Train

A library to build and train reinforcement learning agents in OpenAI Gym environments.

Build Status Documentation Status

Read full documentation here.

Getting Started

An agent has to implement the act() method which takes the current state as input and returns an action:

from train import Agent

class RandomAgent(Agent):

    def act(self, state):
        return self.env.action_space.sample()

Create an environment using OpenAI Gym:

import gym

env = gym.make('CartPole-v0')

Initialize your agent using the environment:

agent = RandomAgent(env=env)

Now you can start training your agent (in this example, the agent acts randomly always and doesn’t learn anything):

scores = agent.train(episodes=100)

You can also visualize how the training progresses but it will slow down the process:

scores = agent.train(episodes=100, render=True)

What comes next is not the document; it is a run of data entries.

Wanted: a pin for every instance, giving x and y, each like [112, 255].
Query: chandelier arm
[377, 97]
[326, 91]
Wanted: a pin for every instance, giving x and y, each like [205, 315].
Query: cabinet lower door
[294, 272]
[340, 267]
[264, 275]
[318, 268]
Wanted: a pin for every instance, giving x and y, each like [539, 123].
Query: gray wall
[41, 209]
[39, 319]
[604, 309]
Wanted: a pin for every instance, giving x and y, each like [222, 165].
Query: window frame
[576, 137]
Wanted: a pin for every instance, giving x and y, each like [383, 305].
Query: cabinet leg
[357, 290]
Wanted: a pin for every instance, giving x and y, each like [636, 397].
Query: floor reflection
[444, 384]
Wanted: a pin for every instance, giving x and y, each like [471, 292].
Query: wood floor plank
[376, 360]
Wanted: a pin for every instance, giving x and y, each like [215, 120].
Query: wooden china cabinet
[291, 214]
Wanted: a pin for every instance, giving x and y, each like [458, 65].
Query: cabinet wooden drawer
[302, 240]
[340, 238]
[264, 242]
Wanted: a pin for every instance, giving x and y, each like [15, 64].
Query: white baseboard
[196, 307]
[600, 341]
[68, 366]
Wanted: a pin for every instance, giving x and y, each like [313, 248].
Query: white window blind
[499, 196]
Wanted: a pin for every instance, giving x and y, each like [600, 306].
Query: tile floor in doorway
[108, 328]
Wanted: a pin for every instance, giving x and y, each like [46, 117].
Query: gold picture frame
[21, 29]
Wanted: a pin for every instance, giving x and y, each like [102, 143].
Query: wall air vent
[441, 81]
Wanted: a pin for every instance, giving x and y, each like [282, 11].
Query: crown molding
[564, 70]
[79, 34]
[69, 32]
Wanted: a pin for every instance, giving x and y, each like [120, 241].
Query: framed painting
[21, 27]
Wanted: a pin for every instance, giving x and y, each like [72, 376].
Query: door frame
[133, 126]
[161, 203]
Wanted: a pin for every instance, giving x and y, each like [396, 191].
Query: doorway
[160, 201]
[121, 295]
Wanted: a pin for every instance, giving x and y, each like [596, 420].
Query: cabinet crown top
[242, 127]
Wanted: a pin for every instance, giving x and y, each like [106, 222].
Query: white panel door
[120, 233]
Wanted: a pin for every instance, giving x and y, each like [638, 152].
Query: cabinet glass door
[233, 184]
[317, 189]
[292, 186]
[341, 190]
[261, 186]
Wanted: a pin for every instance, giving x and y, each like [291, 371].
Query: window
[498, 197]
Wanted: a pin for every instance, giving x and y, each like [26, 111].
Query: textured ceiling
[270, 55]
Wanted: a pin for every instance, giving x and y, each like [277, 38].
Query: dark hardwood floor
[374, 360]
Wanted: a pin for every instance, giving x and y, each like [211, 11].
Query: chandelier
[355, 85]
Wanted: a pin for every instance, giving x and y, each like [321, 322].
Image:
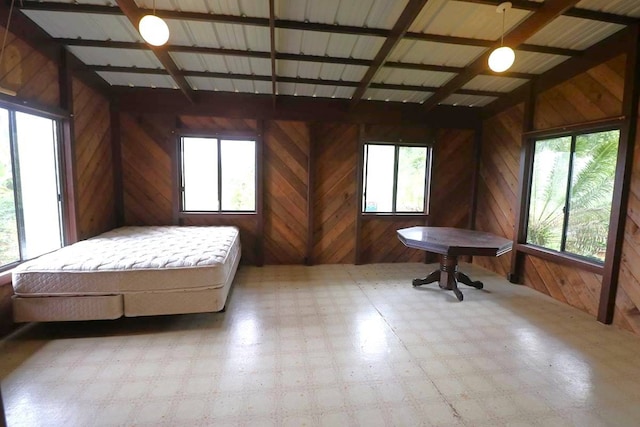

Once you are done with the training, you can test it:

scores = agent.test(episodes=10)

Alternatively, visualize how it performs:

scores = agent.test(episodes=10, render=True)

To learn more about how to build an agent that learns see agents documentation.

See examples directory to see implementations of some algorithms (DQN, A3C, PPO etc.) created using TensorFlow, PyTorch and NN libraries.

Installation

Requirements:

  • Python >= 3.6

Install from PyPI (recommended):

pip install train

Alternatively, install from source:

git clone https://github.com/marella/train.git
cd train
pip install -e .

To run examples and tests, install from source.

Other libraries such as Gym, TensorFlow, PyTorch and NN should be installed separately.

Examples

To run examples, install TensorFlow, PyTorch and install other dependencies:

pip install -e .[examples]

and run an example in examples directory:

cd examples
python PPO.py

Testing

To run tests, install dependencies:

pip install -e .[tests]

and run:

pytest tests

Agents

All agents should extend the base Agent class and implement the act() method:

from train import Agent

class MyAgent(Agent):

    def act(self, state):
        ...

When train() or test() methods are called, an action is selected by calling the act() method and passed to the environment. Then the environment returns a reward and observation. This entire transition (S, A, R, S’) is saved in a Transitions object which can be accessed using self.transitions. When an episode terminates, a new episode is started by resetting the environment and agent.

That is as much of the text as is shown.